Kindred's Chief People Officer spoke the usual nice words in his pre-enrollment employee benefit presentation.  He said benefits have become "very strategic" for companies and that Kindred will spend over $250 million on benefits in 2016.  That $250 million is spread over 100,000 employees, roughly $2,500 per employee.

The Chief People Officer said benefits can "distinguish an employer."  He went on to talk about the new benefits platform that would supposedly look familiar to Gentiva employees.  He said legacy Gentiva would experience a similar platform, process and providers. 

Kindred went to bid with 50,000 covered lives, which means the company provides health insurance to less than half of  their employees (as the 50,000 includes dependents).

Kindred hired Mercer to run their health exchange in order to "leverage scale to drive cost, quality and choice."  He noted Kindred's history of passing reduced benefit costs to employees and the company's bearing the lion's share of any cost increases.

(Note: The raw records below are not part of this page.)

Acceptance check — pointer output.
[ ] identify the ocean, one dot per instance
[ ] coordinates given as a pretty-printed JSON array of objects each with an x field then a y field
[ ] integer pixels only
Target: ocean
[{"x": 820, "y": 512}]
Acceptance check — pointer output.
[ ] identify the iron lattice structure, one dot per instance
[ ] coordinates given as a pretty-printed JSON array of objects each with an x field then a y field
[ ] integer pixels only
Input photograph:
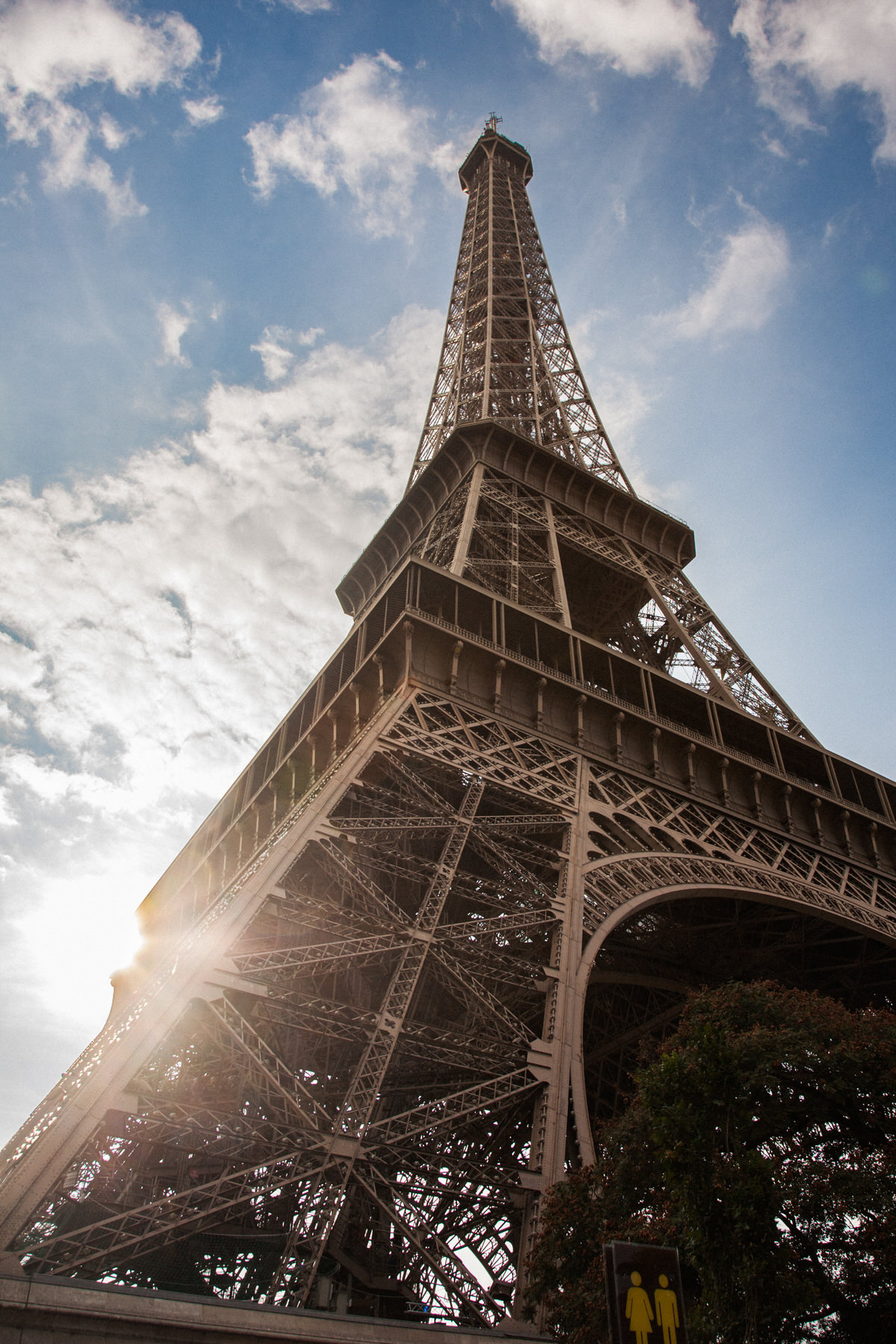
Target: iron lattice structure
[{"x": 405, "y": 965}]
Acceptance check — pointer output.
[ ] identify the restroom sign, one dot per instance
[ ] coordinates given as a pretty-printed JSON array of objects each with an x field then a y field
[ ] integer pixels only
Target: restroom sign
[{"x": 644, "y": 1295}]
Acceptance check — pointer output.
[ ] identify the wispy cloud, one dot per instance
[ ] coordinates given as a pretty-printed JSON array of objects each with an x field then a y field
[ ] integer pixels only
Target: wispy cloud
[
  {"x": 635, "y": 37},
  {"x": 173, "y": 326},
  {"x": 49, "y": 49},
  {"x": 160, "y": 618},
  {"x": 359, "y": 134},
  {"x": 304, "y": 6},
  {"x": 829, "y": 45},
  {"x": 743, "y": 287},
  {"x": 203, "y": 112},
  {"x": 276, "y": 349}
]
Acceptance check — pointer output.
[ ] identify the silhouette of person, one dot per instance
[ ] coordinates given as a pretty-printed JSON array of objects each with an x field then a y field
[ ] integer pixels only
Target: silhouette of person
[
  {"x": 638, "y": 1312},
  {"x": 667, "y": 1304}
]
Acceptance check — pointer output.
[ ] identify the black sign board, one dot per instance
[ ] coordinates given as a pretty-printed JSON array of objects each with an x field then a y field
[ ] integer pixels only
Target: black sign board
[{"x": 644, "y": 1295}]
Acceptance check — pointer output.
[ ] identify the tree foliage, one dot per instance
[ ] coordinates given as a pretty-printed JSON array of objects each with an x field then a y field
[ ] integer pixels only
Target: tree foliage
[{"x": 761, "y": 1140}]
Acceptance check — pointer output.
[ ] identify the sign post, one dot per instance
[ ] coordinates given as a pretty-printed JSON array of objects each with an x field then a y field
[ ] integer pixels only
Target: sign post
[{"x": 644, "y": 1295}]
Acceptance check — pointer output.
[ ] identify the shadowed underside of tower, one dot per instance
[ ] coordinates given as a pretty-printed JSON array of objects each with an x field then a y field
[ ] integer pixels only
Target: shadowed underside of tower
[{"x": 406, "y": 964}]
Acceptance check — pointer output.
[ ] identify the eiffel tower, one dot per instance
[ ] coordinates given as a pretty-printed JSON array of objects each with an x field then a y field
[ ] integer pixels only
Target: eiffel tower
[{"x": 535, "y": 797}]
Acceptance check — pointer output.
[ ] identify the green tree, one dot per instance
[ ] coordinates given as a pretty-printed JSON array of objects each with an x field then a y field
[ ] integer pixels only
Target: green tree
[{"x": 761, "y": 1140}]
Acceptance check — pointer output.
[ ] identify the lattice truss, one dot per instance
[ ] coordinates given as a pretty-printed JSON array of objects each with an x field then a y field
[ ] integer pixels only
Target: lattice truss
[
  {"x": 358, "y": 1104},
  {"x": 507, "y": 354},
  {"x": 628, "y": 597},
  {"x": 644, "y": 836}
]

He did not speak to Gentiva's benefit history of doing the opposite by taking savings and passing increases to employees.  Over the last two years the company cut its contribution to employee health insurance 17%Employee contributions increased 18% from 2012 to 2014.

Dental insurance painted a similar picture.  Employee costs for dental rose 21%, while the company cut its contribution by 3%.   

Kindred's Chief People Officer did not address Gentiva's going long periods of time with no raises.

Gentiva employees, with our mostly stagnant wages, entered Kindred's benefit renewal having picked up the lion's share of cost increases and gotten no medical or dental savings.  Gentiva executives pocketed the windfall in the corporate vault, which likely upped executive pay.

Gentiva employees know Rod Windley, Tony Strange, Eric Slusser, Jeff Shaner and Charlotte Weaver took their change in control money and ran.  Given Gentiva COO David Causby is now President of Kindred at Home continued benefit reductions are likely the order of the day.

Acquired Gentiva employees experienced open enrollment only to find lesser insurance.  The company omitted office visit copays for both primary care and specialty physician visits.  Dental insurance looks to nearly double for lesser coverage.  It's clear benefits are strategic to Kindred in a Gentiva-like manner.  However, Kindred is sneakier than Gentiva executives in that they won't reveal the company's benefit contributions on the paystub.

I believe the man who spoke to legacy Gentiva employees should be re-titled Chief Peephole Officer.  His peephole peers into Kindred's corporate vault, where even more buyout synergies will accumulate courtesy of employees paying a greater share of 2016 benefit costs.  Kindred's dash for benefit cash hit directly in the pocketbook.  How big will the savings be for the company?